Pressed Flower, Wildflower with A Quiet Passion

Poet Emily Dickinson re-imagined as a Victorian rebel.

Drawing room revolutionaries: Cynthia Nixon (left) and Jennifer Ehle in A Quiet Passion

By most reckonings Emily Dickinson was one of America’s finest poets, in the same league as Walt Whitman and Robert Frost. This despite the fact that she rarely ventured very far from her family’s Amherst, Massachusetts home, and was just as rarely published during her lifetime (1830-1886). Generally overlooked until well into the 20th Century, Dickinson’s poetry eventually came to be celebrated as the product of a unique and uncompromising voice, especially by feminists. Terence Davies’ remarkable biopic A Quiet Passion carries the Dickinson discussion into the realm of speculative drama, with a stellar performance by Cynthia Nixon at the head of a brilliant cast.

Emily (portrayed by Nixon as an adult, by Emma Bell as a girl) is labeled a “No Hoper” by the disapproving schoolmarms at Mount Holyoke Female Seminary, simply because she refuses to be herded into the religious corral with the rest of her classmates. Her whole life is set up as a struggle against disapproval. She will not bow down.

That rebellious spirit may have come from her strict but relatively free-thinking father (Keith Carradine), but Emily and her younger sister Vinnie (Jennifer Ehle) seem to glory in upending Victorian WASP-ish expectations for their own amusement. No self-satisfied hypocritical piety for them. In filmmaker Davies’ screenplay, Emily and Vinnie’s relationship is presented as lively, almost mischievous. That joyfulness was to wear down as they aged together.

Emily’s true refuge is her versifying. She is given to rapturous outbursts, especially when left to herself, but delights in speaking poetry to anyone within range, including infants. Publishers are less amused by her work — they want their poets to be men, and are prone to over-editing Dickinson’s poetry to make it conform to the style of the day. Gradually Emily withdraws into a sort of artistic cocoon, writing down her poems alone in her room, sending them out as letters, and sewing them up with needle and thread. Selected Dickinson stanzas are sprinkled throughout the UK/Belgium production in voiceover.

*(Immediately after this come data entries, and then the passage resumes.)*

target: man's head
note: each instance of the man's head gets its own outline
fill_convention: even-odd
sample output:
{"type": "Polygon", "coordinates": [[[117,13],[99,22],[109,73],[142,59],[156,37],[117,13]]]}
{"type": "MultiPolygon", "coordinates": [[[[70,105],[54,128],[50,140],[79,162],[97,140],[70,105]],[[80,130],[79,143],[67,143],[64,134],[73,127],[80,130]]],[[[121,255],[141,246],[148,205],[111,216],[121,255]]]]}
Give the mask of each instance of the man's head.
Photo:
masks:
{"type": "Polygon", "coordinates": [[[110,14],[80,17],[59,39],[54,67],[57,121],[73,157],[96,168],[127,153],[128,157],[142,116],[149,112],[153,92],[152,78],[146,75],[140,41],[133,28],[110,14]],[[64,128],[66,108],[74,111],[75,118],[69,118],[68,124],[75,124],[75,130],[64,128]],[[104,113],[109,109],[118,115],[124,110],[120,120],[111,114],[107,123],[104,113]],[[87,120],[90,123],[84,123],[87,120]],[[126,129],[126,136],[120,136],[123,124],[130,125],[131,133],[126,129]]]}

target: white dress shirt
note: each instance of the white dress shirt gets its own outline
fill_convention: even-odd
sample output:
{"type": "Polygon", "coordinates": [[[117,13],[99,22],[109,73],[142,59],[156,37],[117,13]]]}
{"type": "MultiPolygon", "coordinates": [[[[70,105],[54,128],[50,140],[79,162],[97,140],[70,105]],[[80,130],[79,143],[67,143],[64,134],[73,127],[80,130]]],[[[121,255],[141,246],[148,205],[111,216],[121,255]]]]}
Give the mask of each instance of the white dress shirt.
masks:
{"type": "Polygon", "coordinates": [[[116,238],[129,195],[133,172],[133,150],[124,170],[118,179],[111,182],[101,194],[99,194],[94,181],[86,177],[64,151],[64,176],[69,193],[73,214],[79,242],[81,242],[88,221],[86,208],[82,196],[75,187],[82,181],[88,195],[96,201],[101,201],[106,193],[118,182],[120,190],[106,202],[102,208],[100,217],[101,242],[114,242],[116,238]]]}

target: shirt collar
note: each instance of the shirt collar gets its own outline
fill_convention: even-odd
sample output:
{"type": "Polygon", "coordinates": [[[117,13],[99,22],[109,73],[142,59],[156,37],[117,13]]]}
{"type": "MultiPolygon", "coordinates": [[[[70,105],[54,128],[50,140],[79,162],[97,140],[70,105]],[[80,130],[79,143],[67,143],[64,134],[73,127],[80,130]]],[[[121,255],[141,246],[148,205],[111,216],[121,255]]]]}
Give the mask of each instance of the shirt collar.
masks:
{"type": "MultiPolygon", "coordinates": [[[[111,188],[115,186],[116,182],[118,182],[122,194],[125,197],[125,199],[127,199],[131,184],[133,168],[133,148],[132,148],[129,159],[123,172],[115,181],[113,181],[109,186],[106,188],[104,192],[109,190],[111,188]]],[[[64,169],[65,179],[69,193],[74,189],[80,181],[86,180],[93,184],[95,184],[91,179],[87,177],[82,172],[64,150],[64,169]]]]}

Notorious in the contemporary literary imagination as a solitary recluse, the cinematic Emily is pictured here as a gentle soul, easily wounded, who prefers staying indoors and philosophizing in verse, close to her loving family. Coming from a featured performer on TV’s Sex and the City, character actor-turned-leading lady Nixon’s nuanced performance is an unexpected treat.

Writer-director Davies, the Liverpudlian creator of Distant Voices, Still Lives and Of Time and the City, lends his nostalgic, very personal touch to Dickinson and her times with a surprising sense of humor. At first, practically every line of dialogue sounds labored and overly formal to our 21st-century ears, but the soulful wittiness of Emily, Vinnie, and their iconoclastic cousin Vryling Buffam, played by Catherine Bailey – sample: “Never play happy music at a wedding, it’s too misleading” – shines through and overcomes the epigrammatic stiffness.

Rather than the dour, self-pitying, shrinking violet character we expect from our admittedly hasty awareness of Dickinson’s poetry, we are pleased to find her more or less like a “normal,” very modern woman, with the same hopes and fears, but amplified by her heightened sensitivity. “Why has the world become so ugly?” she complains at one point to no one in particular. Why indeed.

Emily Dickinson wrote some 1,800 poems. Her oeuvre is continually in print. Renowned as a horticulturist as well as a poet, she published a volume of pressed flowers, the Herbarium, in her lifetime. As imagined by actor Nixon and her supporting players, Emily might as well be one of those pressed flowers, shut up in a book to amaze and amuse the reader (and moviegoer) another day. That day is here.